How VP9 Alternate Reference Frames Work in libvpx

This article explores the inner workings of the automatic alternate reference frames (alt-ref) feature in the libvpx-vp9 video codec. We will examine how this feature enhances compression efficiency by synthesizing invisible reference frames from future source frames, the mechanics of temporal filtering, and how the encoder utilizes these frames to improve prediction accuracy without increasing display latency.

What is an Alternate Reference Frame?

In traditional video coding standards like H.264, highly efficient bi-directional prediction is achieved using B-frames. B-frames reference both past and future frames in display order but must eventually be displayed themselves. VP9 approaches this differently by introducing Alternate Reference (alt-ref) frames.

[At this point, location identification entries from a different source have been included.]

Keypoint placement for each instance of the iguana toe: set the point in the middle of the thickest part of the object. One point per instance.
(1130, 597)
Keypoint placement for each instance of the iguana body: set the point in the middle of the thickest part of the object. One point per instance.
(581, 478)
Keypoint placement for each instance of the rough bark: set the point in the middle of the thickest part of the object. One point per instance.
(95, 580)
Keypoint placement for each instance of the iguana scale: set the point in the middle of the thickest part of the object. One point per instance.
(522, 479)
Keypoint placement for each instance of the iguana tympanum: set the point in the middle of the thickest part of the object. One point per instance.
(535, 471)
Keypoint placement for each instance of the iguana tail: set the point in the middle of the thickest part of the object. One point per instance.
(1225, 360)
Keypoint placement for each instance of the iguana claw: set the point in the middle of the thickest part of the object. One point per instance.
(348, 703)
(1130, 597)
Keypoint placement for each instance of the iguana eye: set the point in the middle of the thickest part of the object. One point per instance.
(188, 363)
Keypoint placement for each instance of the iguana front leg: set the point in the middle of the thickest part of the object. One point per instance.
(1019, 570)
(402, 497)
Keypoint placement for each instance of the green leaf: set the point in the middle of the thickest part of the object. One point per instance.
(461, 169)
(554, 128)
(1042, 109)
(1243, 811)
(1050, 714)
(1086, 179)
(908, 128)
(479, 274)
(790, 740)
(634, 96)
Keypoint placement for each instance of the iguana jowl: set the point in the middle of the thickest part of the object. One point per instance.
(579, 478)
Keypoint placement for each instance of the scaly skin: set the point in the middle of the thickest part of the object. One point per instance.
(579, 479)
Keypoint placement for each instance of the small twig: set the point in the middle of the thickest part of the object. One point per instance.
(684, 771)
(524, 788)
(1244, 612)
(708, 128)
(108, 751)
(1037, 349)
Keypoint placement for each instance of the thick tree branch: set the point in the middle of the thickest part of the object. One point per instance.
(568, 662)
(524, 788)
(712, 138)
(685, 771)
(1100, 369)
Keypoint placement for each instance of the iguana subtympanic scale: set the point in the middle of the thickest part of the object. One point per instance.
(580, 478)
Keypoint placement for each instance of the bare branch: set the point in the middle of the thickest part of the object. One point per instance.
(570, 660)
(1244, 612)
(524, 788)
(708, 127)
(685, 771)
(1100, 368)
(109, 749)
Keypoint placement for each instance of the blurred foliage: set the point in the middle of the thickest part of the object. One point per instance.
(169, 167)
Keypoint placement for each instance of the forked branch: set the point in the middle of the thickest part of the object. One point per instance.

An alt-ref frame is a frame that is decoded and stored in the reference buffer but is never actually displayed to the user. Its sole purpose is to serve as a high-quality predictor for other frames in the Group of Pictures (GOP). Because it is invisible, the encoder can modify, denoise, or synthesize this frame to maximize its utility as a reference, without worrying about visual artifacts that would be distracting if the frame were directly displayed.

The Under-the-Hood Process

The automatic alt-ref mechanism in libvpx operates through a series of specialized steps during the encoding pipeline:

1. Lookahead and Multi-Pass Analysis

For automatic alt-ref selection to work, libvpx relies on lookahead buffers (typically enabled via two-pass encoding). The encoder analyzes a window of upcoming frames to determine the optimal boundaries for a GOP. It identifies a future frame—often at the end of a sub-GOP—to serve as the source template for the alt-ref frame.

2. Temporal Filtering (Denoising)

Once a target frame is selected to become an alt-ref frame, libvpx applies a process called temporal filtering. * The encoder looks at a group of frames surrounding the target frame (both preceding and succeeding it). * It performs motion estimation to align the blocks of these neighboring frames with the target frame. * A weighted average of the aligned blocks is calculated. This averaging dramatically reduces high-frequency temporal noise while preserving static or consistently moving details. * The resulting synthetic frame is cleaner and easier to compress than any single raw frame from the source video.

3. Encoding as an Invisible Frame

The synthesized alt-ref frame is encoded into the bitstream. Crucially, the encoder sets the header flag show_frame to 0. When the decoder processes this frame, it decodes the pixel data and stores it in one of the VP9 reference frame buffers (specifically designated for alt-ref). However, the decoder bypasses the display step, meaning the viewer never sees this synthesized, temporally filtered frame directly.

4. Bi-directional Prediction

Subsequent frames in the GOP can now use this high-quality, denoised alt-ref frame for forward prediction, while using previous frames for backward prediction. Because the alt-ref frame represents a noise-free, future state of the video, the motion vectors and residual data for intermediate frames are significantly smaller, leading to a substantial drop in the required bitrate.

5. The Overlay Frame

When the video timeline reaches the display presentation time of the frame that was used to build the alt-ref, the encoder produces an overlay frame (also known as a show-existing-frame). This is a tiny frame that tells the decoder to display the frame currently held in the alt-ref buffer. Because the alt-ref frame has already been decoded and stored, this overlay frame requires almost zero bits, completing the GOP cycle efficiently.